By Laurie Stroupe
I found a week-old kit walking around on the ground this past week. Now before you say anything, I DO have baby saver wire for the first several inches around the bottom of my breeding cages. But every now and then, a kit still manages to get out.
You may remember the story from long ago where a kit was going back and forth between two mothers, apparently with no problems. It would have been a problem for me except that it was a broken with a distinctive pattern.
Last spring, I had two tiny kits to climb over the baby saver. One ended on the ground and died. The other went next door to an oatmeal box that I had put in the cage for the older kits to play in. Lucky for that tiny baby, the big kits liked to sleep in the oatmeal box. So the tiny kit was toasty and warm the next morning.
And just this week, I found a pile of kits between the baby saver wire and nest box. One was in the neighbor’s cage (thankfully, that mama rabbit and her two-month-olds didn’t seem to care). There was also one kit with his hindquarter in one cage and his front half in his own cage. It was hilarious to see. It confirmed one of my suspicions that sometimes kits climb on each other to get out (there were two kits under his front half). I also think they sometimes climb on their dam. Other times, I think they climb out of the nest box on the side, just above the level of the baby saver wire.
Use hardware cloth to keep kits where they belong.

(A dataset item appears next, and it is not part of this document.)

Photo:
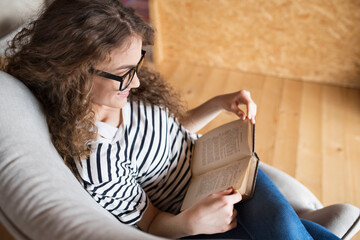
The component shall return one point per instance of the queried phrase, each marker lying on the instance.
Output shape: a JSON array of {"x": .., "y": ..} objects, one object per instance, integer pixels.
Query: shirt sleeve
[{"x": 117, "y": 191}]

Now you can put a stop to all of this by making cages with smaller openings. But the expense would be enormous. We have installed hardware cloth, which is much less expensive, over the regular cage wire on the couple of occasions we’ve noted a problem. I’d like to do them all that way, but it’s not high enough on my to-do list yet. I appreciate Pandora Allen sharing that tip with me. And one day, all of my breeding cages will have hardware cloth installed.
The hardware cloth, with its 1/2″ x 1/2″ grid, also prevents noses and ears from being nipped across the cage walls. It still might happen within a litter, but where there is just one bunny in a cage they would be safe from being molested by a neighbor.
Roxie recently cooperated with the pre-junior in the next cage to do some extensive barbering. She pressed her face against the cage and he (or she) obliged by removing all of the fur from it. Thank goodness she’s already granded. She’s a black doe and I could just see her fur growing back full of white spots (it didn’t, though).
My cages for show bunnies are made differently than my breeding cages. We built a gap between the compartments, which I use as a hay rack. In the winter, I can keep those racks stuffed with hay, which makes a solid barrier. In the summer, I like to just put a little hay in so as not to eliminate the air circulation they need to keep cool.
The gap prevents them from biting each other.
Another breeder told me the he has a gap that he places cardboard in. That prevents the bunny from rubbing in the urine he might spray on the cardboard.
I’m sure there are some other ideas for keeping baby bunnies where they belong and for keeping teeth and urine on the appropriate side of the cage wall. If you are planning to build some cages, take this issue into consideration. If you’ve already build or purchased cages, it’s not too late to modify them. [Editor’s note: You can buy plastic dividers to put between cages, or cut the sides and tops off of plastic containers.]